Dieser scheinbare Wind gab mir mal eine Schrecksekunde. Wir segelten im raumen Wind, wobei wir schon fast in unsere eigenen Segel hätten pusten müssen.
Ich warf zwei lange Leinen ins Meer und zog die überhitzte Crew hinter mir her. Mit einem breiten Grinsen blickte ich über meine Schulter und gab kurz Motor-Schub. Plob, plob, plob … und plob.
Doch mein Grinsen verpuffte sofort. PATENTHALSE! Der Baum schlägt über! Worst-Case-Szenario! Das sahen jedenfalls meine aufgerissenen Augen.
Du kannst es dir schon denken. Es war keine Patenthalse, bloß der scheinbare Wind. Ich hatte so viel Fahrt angesammelt und „segelte“ nicht mehr Raumwind, sondern Amwind. Die Segel drückte es nach hinten.
Ich bekam die Erinnerung: Wir segeln immer im scheinbaren Wind.
Amwindkurs und der scheinbare Wind
Beim Amwindkurs kommt sowohl der wahre Wind als auch der Fahrtwind von vorne. Das addiert sich! An Deck spüren wir die Mischung, die sich viel stärker anfühlt.

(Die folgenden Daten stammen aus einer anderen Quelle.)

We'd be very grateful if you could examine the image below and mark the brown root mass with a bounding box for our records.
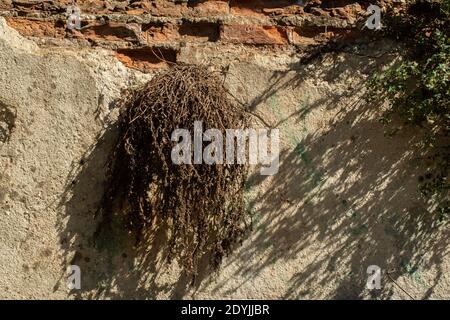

Von diesem stärkeren Wind profitieren unsere Segel. Genau hier liegt auch das Geheimnis. Wir stehlen die zusätzliche Energie nicht vom wahren Wind, sondern vom größeren scheinbaren Wind.
Endlich: Schneller als der Wind segeln
Wir können theoretisch jeden Start-Kurs wählen (außer exakt Vorwind). Es funktioniert jedenfalls prima beim Halbwindkurs. Für die zusätzliche Energie brauchen wir schlussendlich den Amwindkurs, die Flugzeug-Methode.
Wir bleiben also am „wahren“ Kurs, aber segeln im „scheinbaren“ Amwindkurs.
Anfangs zieht der Halbwind mit 10 wahren Knoten an den Segeln. Das Boot startet langsam los: 1 Knoten. Wir werden schneller: 2 Knoten. Mehr und mehr Fahrtwind strömt ein: 3 Knoten.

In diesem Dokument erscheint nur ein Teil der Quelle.